As a boy, one of the recurring themes in my social studies books was that monopolies are bad. I learned that a few big ones had sprung up during America’s Gilded Age and that ‘robber barons’ were to blame—that is, until Trust Busters bestride white horses came to the rescue.
History’s a funny thing. Remember all those eighth-grade tall tales about how FDR’s New Deal got us out of the Depression? Tales of Gilded Age trusts and trust-busting are sometimes just as tall. Generally speaking, though, almost everyone across the political spectrum, including economists, thinks that monopolies are suboptimal. After all, monopolies give us:
Barriers. Monopolies, especially state-sanctioned ones, create barriers to entry that make it nearly impossible for new entrants to compete.

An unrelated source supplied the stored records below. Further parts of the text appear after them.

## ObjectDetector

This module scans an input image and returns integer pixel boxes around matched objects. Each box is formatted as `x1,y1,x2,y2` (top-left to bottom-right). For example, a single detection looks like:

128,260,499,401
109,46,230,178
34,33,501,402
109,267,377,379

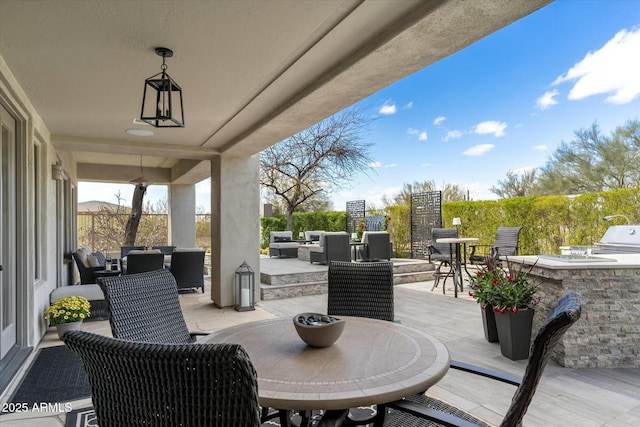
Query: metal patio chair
384,293,581,427
429,228,458,294
62,331,260,427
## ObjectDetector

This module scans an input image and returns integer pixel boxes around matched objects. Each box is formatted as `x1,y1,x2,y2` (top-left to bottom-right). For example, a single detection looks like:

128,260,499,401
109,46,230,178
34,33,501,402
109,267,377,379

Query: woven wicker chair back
493,227,522,256
327,261,394,321
127,252,164,274
171,251,204,292
62,331,260,427
98,270,192,343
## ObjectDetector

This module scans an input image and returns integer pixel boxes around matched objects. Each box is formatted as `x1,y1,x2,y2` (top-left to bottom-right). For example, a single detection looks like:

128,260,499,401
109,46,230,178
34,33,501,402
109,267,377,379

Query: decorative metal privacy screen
346,200,365,233
411,191,442,258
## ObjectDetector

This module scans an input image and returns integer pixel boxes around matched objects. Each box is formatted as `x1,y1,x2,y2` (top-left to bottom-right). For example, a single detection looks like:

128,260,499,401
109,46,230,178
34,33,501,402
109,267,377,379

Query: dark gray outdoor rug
65,408,364,427
9,345,91,408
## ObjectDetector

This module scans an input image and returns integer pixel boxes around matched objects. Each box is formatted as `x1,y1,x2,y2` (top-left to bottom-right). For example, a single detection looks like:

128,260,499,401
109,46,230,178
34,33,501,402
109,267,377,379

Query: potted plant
469,258,540,360
469,258,505,342
44,296,91,338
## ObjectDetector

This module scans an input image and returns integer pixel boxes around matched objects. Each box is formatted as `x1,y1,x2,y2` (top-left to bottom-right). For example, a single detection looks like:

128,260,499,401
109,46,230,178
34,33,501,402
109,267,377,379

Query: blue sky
78,0,640,210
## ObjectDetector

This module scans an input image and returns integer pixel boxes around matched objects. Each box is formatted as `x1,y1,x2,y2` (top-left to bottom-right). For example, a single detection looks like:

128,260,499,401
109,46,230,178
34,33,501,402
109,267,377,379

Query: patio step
260,262,434,301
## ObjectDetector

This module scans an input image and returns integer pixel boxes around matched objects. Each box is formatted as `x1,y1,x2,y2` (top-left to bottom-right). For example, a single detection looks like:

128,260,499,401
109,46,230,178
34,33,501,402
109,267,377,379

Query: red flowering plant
469,258,540,313
356,218,365,240
382,215,391,231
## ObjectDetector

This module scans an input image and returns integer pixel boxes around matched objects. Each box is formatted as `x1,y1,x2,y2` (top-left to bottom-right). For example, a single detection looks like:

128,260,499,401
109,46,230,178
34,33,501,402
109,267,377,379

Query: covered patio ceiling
0,0,552,184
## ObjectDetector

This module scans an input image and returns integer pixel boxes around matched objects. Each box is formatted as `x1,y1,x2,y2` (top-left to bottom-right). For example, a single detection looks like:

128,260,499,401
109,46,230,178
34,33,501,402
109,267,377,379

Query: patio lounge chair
62,331,260,427
469,227,522,264
171,248,204,293
429,228,458,294
122,249,164,274
71,247,107,285
98,269,207,344
309,231,351,264
384,293,581,427
327,261,394,322
269,231,299,257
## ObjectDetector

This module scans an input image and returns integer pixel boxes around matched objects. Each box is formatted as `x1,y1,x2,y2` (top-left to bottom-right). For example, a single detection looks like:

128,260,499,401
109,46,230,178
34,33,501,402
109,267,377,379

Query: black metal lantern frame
235,261,255,311
140,47,184,128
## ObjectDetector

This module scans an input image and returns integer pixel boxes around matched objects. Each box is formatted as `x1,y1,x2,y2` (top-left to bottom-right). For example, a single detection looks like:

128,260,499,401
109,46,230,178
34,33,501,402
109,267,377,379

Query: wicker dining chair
469,227,522,264
98,269,208,344
327,261,394,322
62,331,260,427
384,293,581,427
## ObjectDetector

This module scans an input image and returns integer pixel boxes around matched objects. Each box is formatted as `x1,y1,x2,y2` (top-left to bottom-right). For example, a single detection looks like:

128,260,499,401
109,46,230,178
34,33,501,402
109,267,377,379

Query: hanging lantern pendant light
140,47,184,128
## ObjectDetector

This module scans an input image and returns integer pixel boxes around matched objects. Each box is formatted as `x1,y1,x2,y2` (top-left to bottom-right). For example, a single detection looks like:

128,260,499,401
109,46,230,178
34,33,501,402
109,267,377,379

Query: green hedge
261,188,640,258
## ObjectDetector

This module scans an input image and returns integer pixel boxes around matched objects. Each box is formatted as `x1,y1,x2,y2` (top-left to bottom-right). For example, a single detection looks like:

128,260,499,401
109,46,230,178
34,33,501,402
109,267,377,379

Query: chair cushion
269,231,293,243
269,242,300,249
76,246,91,267
85,255,100,267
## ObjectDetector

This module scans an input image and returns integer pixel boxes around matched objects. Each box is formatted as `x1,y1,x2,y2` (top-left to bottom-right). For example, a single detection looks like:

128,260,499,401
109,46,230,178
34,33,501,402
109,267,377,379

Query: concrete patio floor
0,281,640,427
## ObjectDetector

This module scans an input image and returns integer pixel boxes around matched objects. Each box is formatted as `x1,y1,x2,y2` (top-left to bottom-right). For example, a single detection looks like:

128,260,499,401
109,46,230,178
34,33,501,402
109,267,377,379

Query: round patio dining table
201,316,450,410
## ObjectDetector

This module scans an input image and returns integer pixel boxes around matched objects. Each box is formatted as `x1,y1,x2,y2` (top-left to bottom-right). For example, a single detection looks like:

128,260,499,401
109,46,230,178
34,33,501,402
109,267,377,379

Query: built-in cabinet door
0,106,17,359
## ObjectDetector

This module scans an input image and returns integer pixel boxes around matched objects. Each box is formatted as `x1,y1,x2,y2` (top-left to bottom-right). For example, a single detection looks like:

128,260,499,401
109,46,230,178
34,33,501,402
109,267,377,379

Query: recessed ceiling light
125,129,153,136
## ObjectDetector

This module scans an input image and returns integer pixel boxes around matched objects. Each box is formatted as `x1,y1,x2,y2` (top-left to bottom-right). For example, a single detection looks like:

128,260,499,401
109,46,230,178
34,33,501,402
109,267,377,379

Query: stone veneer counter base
509,254,640,368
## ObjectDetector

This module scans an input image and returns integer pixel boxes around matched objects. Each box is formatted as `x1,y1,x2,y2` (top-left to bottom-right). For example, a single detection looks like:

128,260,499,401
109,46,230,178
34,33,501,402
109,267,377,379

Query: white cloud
471,120,507,137
552,28,640,104
462,144,496,156
378,102,397,116
407,128,429,141
511,166,536,175
536,89,560,110
442,130,464,142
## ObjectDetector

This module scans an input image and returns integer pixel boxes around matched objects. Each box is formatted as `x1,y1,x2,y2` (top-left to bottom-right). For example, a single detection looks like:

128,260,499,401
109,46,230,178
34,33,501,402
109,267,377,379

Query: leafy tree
490,168,537,199
537,120,640,194
382,180,466,206
260,108,372,230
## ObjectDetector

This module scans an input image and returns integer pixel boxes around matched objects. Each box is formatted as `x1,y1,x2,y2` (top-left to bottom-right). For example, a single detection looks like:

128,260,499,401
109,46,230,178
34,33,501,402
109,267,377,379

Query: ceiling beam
52,135,219,160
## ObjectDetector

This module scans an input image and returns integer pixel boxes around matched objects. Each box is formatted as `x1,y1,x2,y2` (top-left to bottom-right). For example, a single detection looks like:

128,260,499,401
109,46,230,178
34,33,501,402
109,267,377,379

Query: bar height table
436,237,480,298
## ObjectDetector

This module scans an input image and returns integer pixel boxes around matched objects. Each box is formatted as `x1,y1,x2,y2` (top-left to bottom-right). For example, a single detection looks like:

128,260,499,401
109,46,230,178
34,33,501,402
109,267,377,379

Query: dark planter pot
495,308,534,360
480,305,498,342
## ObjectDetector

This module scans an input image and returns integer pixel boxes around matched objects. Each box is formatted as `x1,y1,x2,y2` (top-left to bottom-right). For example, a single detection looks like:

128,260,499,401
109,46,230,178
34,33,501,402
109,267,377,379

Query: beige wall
211,155,260,307
168,184,196,248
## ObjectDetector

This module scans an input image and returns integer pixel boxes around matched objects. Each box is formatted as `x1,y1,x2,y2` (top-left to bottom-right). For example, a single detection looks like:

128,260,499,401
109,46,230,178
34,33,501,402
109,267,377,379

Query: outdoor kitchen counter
502,253,640,368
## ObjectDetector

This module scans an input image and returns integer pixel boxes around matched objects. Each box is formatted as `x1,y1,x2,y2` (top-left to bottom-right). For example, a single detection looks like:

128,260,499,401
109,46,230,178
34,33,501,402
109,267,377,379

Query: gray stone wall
528,266,640,368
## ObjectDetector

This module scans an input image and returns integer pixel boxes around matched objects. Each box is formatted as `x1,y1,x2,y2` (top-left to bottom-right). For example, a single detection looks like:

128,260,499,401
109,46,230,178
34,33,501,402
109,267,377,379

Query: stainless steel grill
592,224,640,254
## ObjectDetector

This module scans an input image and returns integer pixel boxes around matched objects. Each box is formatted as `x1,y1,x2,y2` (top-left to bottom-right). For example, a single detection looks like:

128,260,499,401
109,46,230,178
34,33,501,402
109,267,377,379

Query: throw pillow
87,255,100,267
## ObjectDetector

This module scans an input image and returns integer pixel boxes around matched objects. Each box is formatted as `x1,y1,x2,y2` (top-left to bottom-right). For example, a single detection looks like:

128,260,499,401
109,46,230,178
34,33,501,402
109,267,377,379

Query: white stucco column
211,154,260,307
167,184,196,248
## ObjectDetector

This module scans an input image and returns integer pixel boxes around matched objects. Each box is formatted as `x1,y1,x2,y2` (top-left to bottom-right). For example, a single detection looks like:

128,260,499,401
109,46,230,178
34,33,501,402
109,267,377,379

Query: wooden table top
200,316,450,410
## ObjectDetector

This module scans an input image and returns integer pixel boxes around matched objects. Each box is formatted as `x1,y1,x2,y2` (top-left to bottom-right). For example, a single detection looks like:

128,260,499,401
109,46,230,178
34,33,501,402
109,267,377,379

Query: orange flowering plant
469,258,540,313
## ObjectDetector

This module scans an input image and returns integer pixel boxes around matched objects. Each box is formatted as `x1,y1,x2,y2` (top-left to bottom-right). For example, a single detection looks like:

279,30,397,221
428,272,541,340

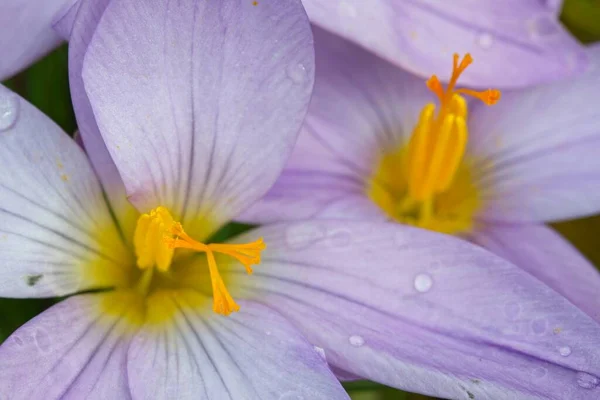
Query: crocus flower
0,0,600,400
244,30,600,320
303,0,586,88
0,0,79,81
0,0,587,88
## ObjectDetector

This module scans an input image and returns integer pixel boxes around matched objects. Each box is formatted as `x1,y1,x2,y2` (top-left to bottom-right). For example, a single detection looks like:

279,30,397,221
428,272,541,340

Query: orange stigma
163,222,266,315
427,53,501,109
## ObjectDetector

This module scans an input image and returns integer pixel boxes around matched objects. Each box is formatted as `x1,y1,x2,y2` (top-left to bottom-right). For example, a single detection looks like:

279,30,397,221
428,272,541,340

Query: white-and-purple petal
228,220,600,400
303,0,587,88
0,86,132,297
83,0,314,238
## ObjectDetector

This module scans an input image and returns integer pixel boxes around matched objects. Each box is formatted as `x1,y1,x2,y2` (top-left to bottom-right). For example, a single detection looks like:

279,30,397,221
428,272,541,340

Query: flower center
133,207,266,315
368,54,500,234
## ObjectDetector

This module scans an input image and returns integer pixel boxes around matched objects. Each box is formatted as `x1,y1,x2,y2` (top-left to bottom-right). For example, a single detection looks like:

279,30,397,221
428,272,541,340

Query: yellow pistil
368,54,500,233
134,207,266,315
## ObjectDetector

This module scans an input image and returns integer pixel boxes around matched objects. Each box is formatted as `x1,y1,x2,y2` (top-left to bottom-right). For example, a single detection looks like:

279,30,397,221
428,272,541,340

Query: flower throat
367,54,500,234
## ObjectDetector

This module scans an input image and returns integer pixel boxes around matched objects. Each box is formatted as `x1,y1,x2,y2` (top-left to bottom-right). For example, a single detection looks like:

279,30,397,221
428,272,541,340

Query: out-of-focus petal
242,28,424,222
0,0,76,81
83,0,314,237
0,294,137,400
69,0,138,240
474,224,600,321
303,0,587,88
52,0,83,40
127,291,348,400
0,86,131,297
224,220,600,400
468,46,600,222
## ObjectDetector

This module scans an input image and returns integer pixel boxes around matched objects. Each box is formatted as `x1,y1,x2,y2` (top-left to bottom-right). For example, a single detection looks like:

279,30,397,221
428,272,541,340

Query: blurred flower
244,22,600,366
303,0,587,88
0,0,79,81
0,0,600,400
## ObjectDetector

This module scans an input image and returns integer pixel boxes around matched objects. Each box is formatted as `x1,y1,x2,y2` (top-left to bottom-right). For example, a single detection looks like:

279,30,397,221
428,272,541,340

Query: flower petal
474,224,600,321
69,0,139,241
468,46,600,222
0,0,75,81
52,0,83,40
242,28,422,222
127,291,348,400
224,220,600,400
303,0,586,88
83,0,314,236
0,294,135,400
0,86,131,297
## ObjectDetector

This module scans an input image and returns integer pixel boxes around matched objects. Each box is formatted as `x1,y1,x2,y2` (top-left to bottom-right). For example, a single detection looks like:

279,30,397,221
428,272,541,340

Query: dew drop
286,64,308,84
285,223,325,250
314,346,327,361
477,32,494,50
558,346,571,357
279,392,304,400
279,392,304,400
577,372,600,389
531,367,548,379
0,93,19,132
414,274,433,293
528,15,560,39
348,335,365,347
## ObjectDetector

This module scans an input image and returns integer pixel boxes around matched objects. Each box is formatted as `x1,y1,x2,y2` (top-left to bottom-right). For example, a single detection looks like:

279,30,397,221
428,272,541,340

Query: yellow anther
450,94,467,119
163,222,266,315
381,54,500,231
133,207,173,271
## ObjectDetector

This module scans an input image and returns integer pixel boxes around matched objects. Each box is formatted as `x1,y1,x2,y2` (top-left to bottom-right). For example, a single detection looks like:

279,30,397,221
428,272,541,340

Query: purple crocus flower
244,29,600,332
303,0,586,88
0,0,600,400
0,0,587,88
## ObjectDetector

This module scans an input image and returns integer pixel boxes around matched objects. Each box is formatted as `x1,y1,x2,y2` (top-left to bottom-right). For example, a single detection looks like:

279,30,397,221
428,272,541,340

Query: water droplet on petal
348,335,365,347
415,274,433,293
528,15,560,39
558,346,571,357
314,346,327,361
531,367,548,379
577,372,600,389
286,64,308,84
279,392,304,400
477,32,494,50
285,222,325,249
0,93,20,132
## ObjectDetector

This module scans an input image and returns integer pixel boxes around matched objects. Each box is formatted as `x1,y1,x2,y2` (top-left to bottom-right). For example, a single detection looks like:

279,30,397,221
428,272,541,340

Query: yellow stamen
133,207,266,315
133,207,173,271
407,54,500,203
163,222,266,315
368,54,500,233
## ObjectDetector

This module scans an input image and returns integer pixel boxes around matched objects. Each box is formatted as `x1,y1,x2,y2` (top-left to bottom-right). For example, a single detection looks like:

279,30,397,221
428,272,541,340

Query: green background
0,0,600,400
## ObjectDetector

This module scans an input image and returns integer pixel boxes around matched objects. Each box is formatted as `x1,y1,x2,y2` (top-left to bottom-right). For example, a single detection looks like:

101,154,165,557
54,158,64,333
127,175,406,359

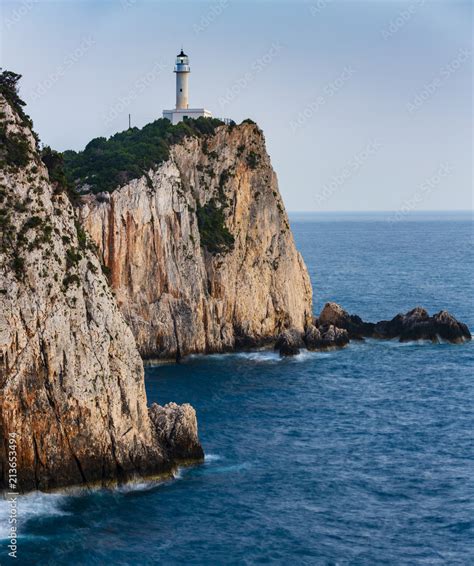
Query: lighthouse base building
163,108,212,125
163,49,212,124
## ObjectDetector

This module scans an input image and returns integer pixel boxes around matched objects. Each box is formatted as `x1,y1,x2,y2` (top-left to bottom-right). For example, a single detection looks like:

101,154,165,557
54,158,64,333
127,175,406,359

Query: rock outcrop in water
319,303,471,343
80,123,312,358
0,86,202,491
275,303,471,356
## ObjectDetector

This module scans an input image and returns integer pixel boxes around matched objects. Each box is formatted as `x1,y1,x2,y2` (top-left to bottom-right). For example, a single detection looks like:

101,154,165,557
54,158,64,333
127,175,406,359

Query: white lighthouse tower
163,49,212,124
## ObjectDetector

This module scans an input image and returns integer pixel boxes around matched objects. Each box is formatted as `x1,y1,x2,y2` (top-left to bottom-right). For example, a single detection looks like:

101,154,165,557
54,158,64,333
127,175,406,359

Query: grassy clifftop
63,118,230,193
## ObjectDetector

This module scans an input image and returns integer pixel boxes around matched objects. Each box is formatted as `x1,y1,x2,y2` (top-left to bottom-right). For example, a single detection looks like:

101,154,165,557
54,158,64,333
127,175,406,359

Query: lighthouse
174,49,191,110
163,49,212,124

Sticker Shock. Because there is little-to-no competition, a monopoly can set prices far above what it could expect in more competitive conditions.
Discrimination. The monopoly can arbitrarily change the price and quantity of a good or service, often determining the market price alone.
No Substitutes. There are almost no substitutes for products in monopoly conditions, so the consumers of goods and services have no alternatives.
Poor Quality. A single seller will offer poor quality products or customer service.
While reasonable people will disagree about how monopolies form and what should be done about them, most agree that market competition is better for everyone.